Agora, em segundo lugar, devido ao aquecimento global que está a ocorrer e que coloca tudo isto na sombra, iremos recuperar disto a um custo elevado. Não vamos recuperar do derretimento contínuo das camadas de gelo polares. E se quisermos compreender como o capital contemporâneo encara esta questão, dê uma vista de olhos ao orçamento de Trump. É verdade que este é um extremo patológico dos sistemas capitalistas normais e talvez não seja justo usá-lo como exemplo, mas é com isso que vivemos.
Assim, no dia 10 de Fevereiro, enquanto a epidemia se alastrava e ia piorar, Trump apresentou as suas propostas orçamentais. O que eram eles? Primeiro ponto, continuar a retirada de financiamento dos elementos do governo relacionados com a saúde. Ao longo do seu mandato, ele reduziu o financiamento de tudo o que não beneficiasse o poder privado e a riqueza, o poder corporativo. Assim, todas as partes do governo relacionadas com a saúde foram cada vez mais desfinanciadas. Ele matou programas, todo tipo de coisa.

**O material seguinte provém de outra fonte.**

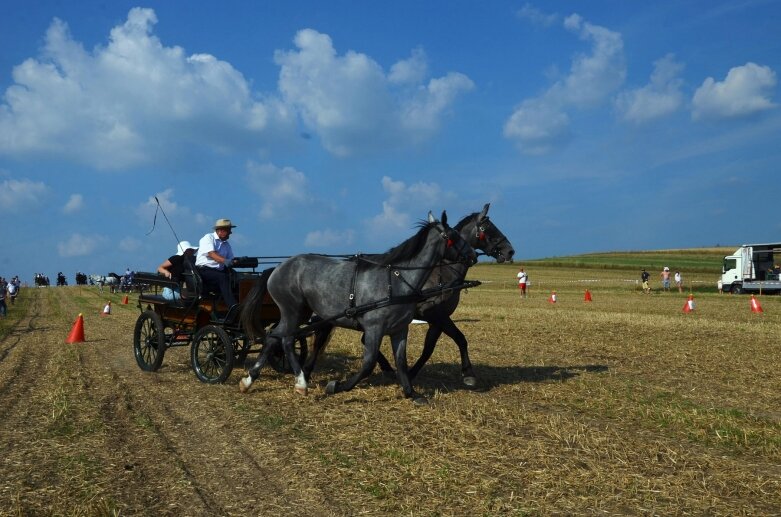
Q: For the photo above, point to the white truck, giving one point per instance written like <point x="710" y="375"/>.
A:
<point x="753" y="268"/>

10 de fevereiro, vamos continuar. Portanto, mais cortes de financiamento dos Centros de Controle de Doenças e de outras partes do governo relacionadas à saúde. Mas também houve aumentos compensatórios no orçamento, para a indústria dos combustíveis fósseis, mais subsídios à indústria dos combustíveis fósseis. Portanto, não vamos apenas matar o máximo de pessoas possível agora, mas vamos tentar destruir toda a sociedade. Isso é basicamente o que as palavras significam. Claro, mais financiamento para os militares e para o seu famoso muro.

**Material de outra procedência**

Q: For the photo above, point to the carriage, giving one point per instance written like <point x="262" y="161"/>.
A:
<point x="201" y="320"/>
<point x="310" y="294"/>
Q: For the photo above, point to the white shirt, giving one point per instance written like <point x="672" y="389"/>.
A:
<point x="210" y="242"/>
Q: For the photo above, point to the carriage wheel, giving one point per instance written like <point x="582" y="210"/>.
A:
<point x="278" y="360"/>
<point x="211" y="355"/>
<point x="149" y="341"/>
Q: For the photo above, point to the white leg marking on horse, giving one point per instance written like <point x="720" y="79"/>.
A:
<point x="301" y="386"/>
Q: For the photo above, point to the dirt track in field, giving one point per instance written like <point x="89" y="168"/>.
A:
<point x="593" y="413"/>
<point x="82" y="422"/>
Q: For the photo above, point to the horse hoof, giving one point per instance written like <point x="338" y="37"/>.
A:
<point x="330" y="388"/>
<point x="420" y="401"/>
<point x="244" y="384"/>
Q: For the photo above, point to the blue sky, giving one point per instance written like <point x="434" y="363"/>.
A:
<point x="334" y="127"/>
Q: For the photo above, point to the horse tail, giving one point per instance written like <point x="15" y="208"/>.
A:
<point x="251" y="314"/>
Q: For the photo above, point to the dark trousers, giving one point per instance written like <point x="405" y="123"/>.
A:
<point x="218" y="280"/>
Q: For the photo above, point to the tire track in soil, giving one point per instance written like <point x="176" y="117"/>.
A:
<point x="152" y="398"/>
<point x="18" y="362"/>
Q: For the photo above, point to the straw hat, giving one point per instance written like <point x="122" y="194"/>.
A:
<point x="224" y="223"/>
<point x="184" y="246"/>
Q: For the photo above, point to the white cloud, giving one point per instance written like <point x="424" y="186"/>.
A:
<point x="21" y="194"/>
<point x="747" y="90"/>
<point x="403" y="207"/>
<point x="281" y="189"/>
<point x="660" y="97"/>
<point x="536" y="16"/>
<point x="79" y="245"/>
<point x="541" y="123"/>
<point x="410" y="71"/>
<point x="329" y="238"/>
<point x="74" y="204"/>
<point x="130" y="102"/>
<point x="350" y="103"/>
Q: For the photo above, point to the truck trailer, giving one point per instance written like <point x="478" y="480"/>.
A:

Mas estas duas coisas destacam-se claramente como uma indicação da criminalidade que é antes de tudo endémica, mas que é destacada na Casa Branca sociopata. Traz isso radicalmente. Mas é claro que Trump não pode ser culpado por tudo isto. Isso remonta e é melhor pensarmos sobre isso.
Depois da epidemia de SARS em 2003, também um coronavírus, era bem compreendido pelos cientistas que viriam outras recorrências de um ou outro coronavírus, provavelmente mais graves. Bem, a compreensão não é suficiente. Alguém tem que pegar a bola e correr com ela. Agora existem duas possibilidades. Uma delas são as empresas farmacêuticas, mas elas seguem a lógica capitalista normal. Você faz o que dá lucro amanhã. Você não se preocupa com o fato de que em alguns anos tudo irá desmoronar. Esse não é o seu problema. Portanto, as empresas farmacêuticas essencialmente não fizeram nada. Havia coisas que poderiam ser feitas. Havia muita informação circulando. Os cientistas sabiam o que fazer. Poderia ter havido preparativos. Alguém tem que pagar por isso. Não as empresas farmacêuticas. Bem, num mundo racional, mesmo num mundo capitalista anterior a Ronald Reagan, o governo poderia ter intervindo e feito isso.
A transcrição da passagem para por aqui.